- EUR/USD membukukan kenaikan moderat di dekat 1,1480 pada awal perdagangan sesi Asia hari Jumat.
- Imbal hasil obligasi Pemerintah AS yang melemah dan pullback pada minyak membebani Dolar AS.
- Para pengambil kebijakan ECB melihat risiko inflasi lebih tinggi.
Pasangan mata uang EUR/USD diperdagangkan dengan kenaikan tipis di sekitar 1,1480 selama awal perdagangan sesi Asia pada hari Jumat. Dolar AS (USD) melemah terhadap Euro (EUR) di tengah lebih rendahnya imbal hasil obligasi Pemerintah AS dan harga minyak yang mereda. Gubernur Federal Reserve (The Fed), Michelle Bowman, dijadwalkan akan berbicara pada hari Jumat.
Imbal hasil obligasi Pemerintah AS bertenor 10 tahun turun delapan basis poin (bp) ke 4,94% dari sesi sebelumnya. Pergerakan ini didukung oleh penurunan lebih lanjut harga minyak dari level tertinggi sejak pertengahan Mei. Meski The Fed untuk saat ini memberikan ekspektasi hawkish, bank sentral itu mungkin masih tidak akan menaikkan suku bunga seagresif yang diprakirakan pasar, sehingga Greenback rentan terhadap kekecewaan apa pun.
Para pengambil kebijakan The Fed memproyeksikan satu kenaikan suku bunga lagi pada tahun ini dan mempertahankannya pada 2027, sementara para pedagang memprakirakan lebih dari satu kenaikan tambahan pada 2026 dan sekitar tiga lagi pada akhir 2027.
Bank Sentral Eropa (European Central Bank/ECB) memutuskan untuk menaikkan suku bunga deposit utamanya sebesar 25 bp menjadi 2,50% dari 2,25% dalam keputusan yang secara luas telah diprakirakan oleh para investor. Bank sentral itu menegaskan kembali bahwa mereka tidak akan berkomitmen terlebih dahulu terhadap langkah-langkah lanjutan setelah menaikkan suku bunga untuk kedua kalinya sejak perang Iran dimulai.

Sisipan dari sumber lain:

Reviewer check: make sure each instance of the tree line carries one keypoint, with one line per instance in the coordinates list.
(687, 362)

Presiden Bank Sentral Eropa (European Central Bank/ECB), Christine Lagarde, memperingatkan bahwa konflik Timur Tengah dan perkembangan terbaru dalam perang Rusia di Ukraina akan membuat inflasi umum "jauh di atas target" 2% bank sentral untuk periode yang berkepanjangan.

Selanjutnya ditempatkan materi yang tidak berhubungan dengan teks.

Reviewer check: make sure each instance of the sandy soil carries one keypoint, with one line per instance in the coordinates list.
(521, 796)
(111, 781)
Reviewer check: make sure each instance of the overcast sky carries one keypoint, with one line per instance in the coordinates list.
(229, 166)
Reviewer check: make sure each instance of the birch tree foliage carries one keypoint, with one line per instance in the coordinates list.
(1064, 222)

Inflasi Euro Stabil saat Nada Hawkish ECB Menjaga Peluang Kenaikan Suku Bunga Tetap Hidup
Para ahli strategi di Scotiabank mencatat bahwa data inflasi kawasan euro terbaru tidak banyak mengubah narasi kebijakan, dengan "rilis IHK final kawasan euro tidak memberikan banyak kejutan, dengan inflasi umum tetap berada di area terendah 3% dan inti bertahan di pertengahan 2%." Dengan latar belakang ini, mereka menyoroti bahwa "komunikasi dari ECB tetap hawkish," dan bahwa pasar kini "memprakirakan peluang sedikit di atas 50% untuk kenaikan suku bunga pada Oktober dengan pengetatan kumulatif 36bp pada Desember," memperkuat ekspektasi bahwa para pengambil kebijakan mungkin masih akan memberikan pengetatan tambahan sebelum akhir tahun.

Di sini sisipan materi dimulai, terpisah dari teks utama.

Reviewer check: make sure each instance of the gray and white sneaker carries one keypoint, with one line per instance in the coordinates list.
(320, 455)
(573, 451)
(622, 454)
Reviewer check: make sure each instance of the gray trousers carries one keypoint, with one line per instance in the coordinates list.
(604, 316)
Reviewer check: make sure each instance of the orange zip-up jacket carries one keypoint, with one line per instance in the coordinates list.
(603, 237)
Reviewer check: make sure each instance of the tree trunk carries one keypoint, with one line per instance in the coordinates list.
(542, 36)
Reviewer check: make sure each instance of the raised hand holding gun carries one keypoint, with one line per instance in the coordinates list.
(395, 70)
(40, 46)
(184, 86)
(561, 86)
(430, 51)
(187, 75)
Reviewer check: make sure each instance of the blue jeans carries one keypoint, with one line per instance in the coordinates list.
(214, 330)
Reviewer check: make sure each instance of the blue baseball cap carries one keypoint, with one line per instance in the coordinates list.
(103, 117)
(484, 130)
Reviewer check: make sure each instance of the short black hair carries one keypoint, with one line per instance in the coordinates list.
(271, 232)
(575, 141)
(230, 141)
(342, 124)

Analisis Teknis: EUR/USD Pertahankan Bias Bearish di Bawah SMA 100-Hari
Pada grafik harian, EUR/USD mempertahankan bias bearish jangka pendek karena harga spot tetap berada di bawah simple moving average (SMA) 100-hari dan garis tengah Bollinger Band. Harga berada sedikit di atas batas bawah Bollinger Band, mengisyaratkan tekanan ke bawah, sementara Relative Strength Index (14) di 35,35 tetap dekat ambang jenuh jual, mengindikasikan bahwa momentum jual masih ada tetapi belum ekstrem.
Di sisi atas, resistance awal terlihat di SMA 100-hari di 1,1550, diikuti garis tengah Bollinger Band di sekitar 1,1595, dengan batas yang lebih kuat di batas atas Bollinger Band di dekat 1,1715. Di sisi bawah, support terdekat sejajar dengan batas bawah Bollinger Band di 1,1475, dan penembusan berkelanjutan di bawah dasar ini kemungkinan akan membuka jalan bagi pelemahan lebih lanjut pada pasangan mata uang ini.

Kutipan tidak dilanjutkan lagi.